Immerhin haben immunzytologische Untersuchungen und auch die In-situ-DNS-Hybrid-Technologie das bestätigt. Und nun sind wir wieder beim Immunsystem, dass da helfend eingreifen soll, wo es doch vorher möglicherweise noch wegen Schwächung versagt hat.

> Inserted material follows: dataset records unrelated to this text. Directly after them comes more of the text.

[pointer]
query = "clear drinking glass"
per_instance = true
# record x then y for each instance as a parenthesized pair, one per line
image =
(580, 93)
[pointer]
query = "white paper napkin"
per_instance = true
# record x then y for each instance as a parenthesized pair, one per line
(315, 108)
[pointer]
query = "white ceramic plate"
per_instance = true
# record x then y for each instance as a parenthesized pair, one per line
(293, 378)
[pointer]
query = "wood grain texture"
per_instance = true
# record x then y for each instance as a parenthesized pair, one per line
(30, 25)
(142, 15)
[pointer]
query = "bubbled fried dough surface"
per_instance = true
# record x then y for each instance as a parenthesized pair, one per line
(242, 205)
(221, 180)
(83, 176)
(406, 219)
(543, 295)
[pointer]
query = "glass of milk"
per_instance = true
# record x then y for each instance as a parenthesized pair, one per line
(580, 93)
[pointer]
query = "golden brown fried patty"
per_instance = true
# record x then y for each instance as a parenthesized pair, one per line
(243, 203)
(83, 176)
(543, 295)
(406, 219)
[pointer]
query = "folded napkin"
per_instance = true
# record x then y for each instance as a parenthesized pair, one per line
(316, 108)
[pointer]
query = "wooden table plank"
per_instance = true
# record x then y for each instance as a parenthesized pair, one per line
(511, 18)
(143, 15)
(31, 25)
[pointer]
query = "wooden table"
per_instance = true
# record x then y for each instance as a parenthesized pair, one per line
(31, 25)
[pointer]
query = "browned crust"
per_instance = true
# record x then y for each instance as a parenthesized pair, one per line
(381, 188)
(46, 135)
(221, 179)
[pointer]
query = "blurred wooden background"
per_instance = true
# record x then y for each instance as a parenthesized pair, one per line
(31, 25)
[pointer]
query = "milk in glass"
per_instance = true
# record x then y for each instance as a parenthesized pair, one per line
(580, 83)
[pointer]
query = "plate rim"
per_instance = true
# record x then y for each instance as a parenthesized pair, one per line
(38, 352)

@ Hallo Wanderfreund, als Vielwanderer gehe ich selbstverständlich auch davon aus, dass viel Bewegung - beim Sportabzeichen hatte ich Ladehemmung beim Absprung zum Hochsprung - und reichlich veränderte Ernährung mit dazu beitragen, meinen Tumorstatus zu besänftigen und dass ein hoffentlich erst in ferner Zukunft auftretendes Rezidiv ebenfalls rechtzeitig durch diesen jedem zugänglichen Therapieweg beeindruckt wird.
Ich habe für Dich mal in loser Reihenfolge einige Hinweise vom DKFZ bzw. KID wie folgt zusammengesucht.
Zu Krebs im Alter bitte* hier* lesen. Zur Ernährung *das* bitte lesen. Wegen NEM auch *dieses* bitte lesen. Und zur generellen Ernährung für Krebskranke noch *hier.*


*"Es ist durchaus richtig und alle geschichtliche Erfahrung bestätigt es, dass man das Mögliche nicht erreichte, wenn nicht immer wieder in der Welt nach dem Unmöglichen gegriffen worden wäre"*
(Max Weber)

----------


## LudwigS

> danke für die schnelle Antwort, aber Du scheinst meinen postoperativen Befund übersehen zu haben. Ich habe keinen "lokalen Prostatakrebs" oder verstehe den Befund nicht richtig.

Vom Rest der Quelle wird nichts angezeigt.